9" gears are cheaper by like $30 over the 8.8. But you will spend more than that adapting disk brakes. Its crazy strong, but also way heavier than the 8.8. (I am adding 75lbs with the iron block, so the 9" will add 35lbs over the 8.8, and I bet the 8.8 is heavier than the stock GM axle) 100lbs just took a .10 off my et. every little bit counts on this build. Its a tight rope walk, quality, functionality and $ wise.
I can get an 8.8 full axle, from an explorer for $100-150 from a yard, last one I got for free because the dude didn’t want to look at it in his back yard at his house anymore! Specs are: 59.5" wide, with a 2" offset.
Stock 31 spline axles shafts are $50 from a yard, if that. I got 2 longs and 2 shorts for free from an off road guy who just didnt want them anymore either.
Ford Racing R&P set is $185 shipped.
Got a auburn full spool on ebay for $95 shipped.
Rebuild kit with bearings, seals, shims, etc. $60 shipped.
Work to build it:
Dump the fluid, pull the long side C-clip and remove the axle shaft. Cut the tube somewhere in the middle, doesn’t really matter where, doesn’t even need to be perfectly square. Take the half of the tube with the brake hub, toss it in the band saw, chop 2" off it. Again square is nice, but not really needed. Bevel both cuts. Measure the inside DIA of the axle tubes. Go to the metal store and get tube that has the same OUTSIDE dia as the inside dia on the tubes. Turns out metal supermarket has the EXACT size needed. OR if you are handy and anal about fitment, get a slightly larger outside dia, and turn it down on a lathe. Cut the tube about 8 inches long… no less. longer is better but totally un needed.
Now the axle tube is a welded seam tube, so you need to take an angle grinder and just grind a decent valley down the side, straight, on the 8" tube you have above.
Pound that bitch into the axle tube on the 8.8… the valley is so the weld seam doesn’t catch the sleeve and bind it, totally fucking you. Use a block of wood, so you dont mushroom over the other end of the sleeve tube. heck bevel both of them too to help slide in. hammer it in half way, 4 inches.

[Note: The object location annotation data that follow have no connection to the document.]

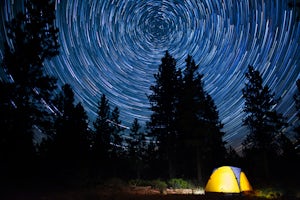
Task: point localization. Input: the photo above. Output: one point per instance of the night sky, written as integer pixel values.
(115, 46)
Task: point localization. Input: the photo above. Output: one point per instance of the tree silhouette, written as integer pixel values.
(198, 123)
(136, 148)
(69, 146)
(26, 88)
(264, 123)
(163, 105)
(101, 142)
(297, 102)
(116, 147)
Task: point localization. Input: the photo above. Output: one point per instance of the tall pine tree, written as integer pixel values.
(198, 124)
(163, 106)
(263, 121)
(26, 88)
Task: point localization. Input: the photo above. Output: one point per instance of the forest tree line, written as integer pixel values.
(183, 137)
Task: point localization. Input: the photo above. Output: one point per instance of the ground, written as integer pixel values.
(128, 193)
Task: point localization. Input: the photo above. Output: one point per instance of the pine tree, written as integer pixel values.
(198, 123)
(264, 122)
(101, 142)
(26, 88)
(136, 148)
(71, 140)
(163, 106)
(297, 102)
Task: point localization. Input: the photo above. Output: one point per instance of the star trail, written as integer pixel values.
(115, 46)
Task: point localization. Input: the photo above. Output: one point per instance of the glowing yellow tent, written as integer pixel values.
(228, 179)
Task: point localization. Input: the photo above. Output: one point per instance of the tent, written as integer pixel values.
(228, 179)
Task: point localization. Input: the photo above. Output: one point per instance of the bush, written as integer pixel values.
(178, 183)
(159, 184)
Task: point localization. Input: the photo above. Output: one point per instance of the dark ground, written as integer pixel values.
(111, 193)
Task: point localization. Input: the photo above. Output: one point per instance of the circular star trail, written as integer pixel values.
(114, 47)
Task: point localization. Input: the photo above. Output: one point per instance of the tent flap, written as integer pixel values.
(228, 179)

Now line up the short side tube you cut the 2" off, with the inside weld seam VS the valley you ground into the inner sleeve… that will keep the caliper mount facing the right way! IDIOT PROOF RIGHT! hammer that bitch back on now… as you get close to meeting the 2 8.8 tubes again, start taking measurements to make sure you dont send it TOO FAR, or you are fucked. Also hope you measured right when you made the cuts on the tubes, and you cut enough out, or they will touch, bottom out and you are still too wide. FUCKED.
Once its back together you are good to go. Put another short side axle shaft in the rear end, put the C-clip back on and get the TIG welder out. Tack 4 sides, alternating each one. The sleeve you hammered in will keep it aligned very well, the axle shaft, bearings and diff will also keep it aligned (that’s essentially what a real “axle jig” is doing). Pick the first tack weld and lay down about 3/4" of a bead. rotate it and pick the opposit tack, lay a bead. rotate, bead… etc. every time spin the axles to make sure its not binding. Let it cool in between if you want too… just take your time.
Both axles I did this way, the side I shortened actually spin BETTER than the oem side! dead nuts straight. Nothing fancy, no brain surgery work.
$490 paying max price on junkyard parts, new gears, new rebuild, used spool (add $80 for a new spool) and you have a built 8.8 57.5" wide, with disk brakes. :number1
If you are a boob! :rofl
I am gunna do ALL THREE. MAKE MY WORD!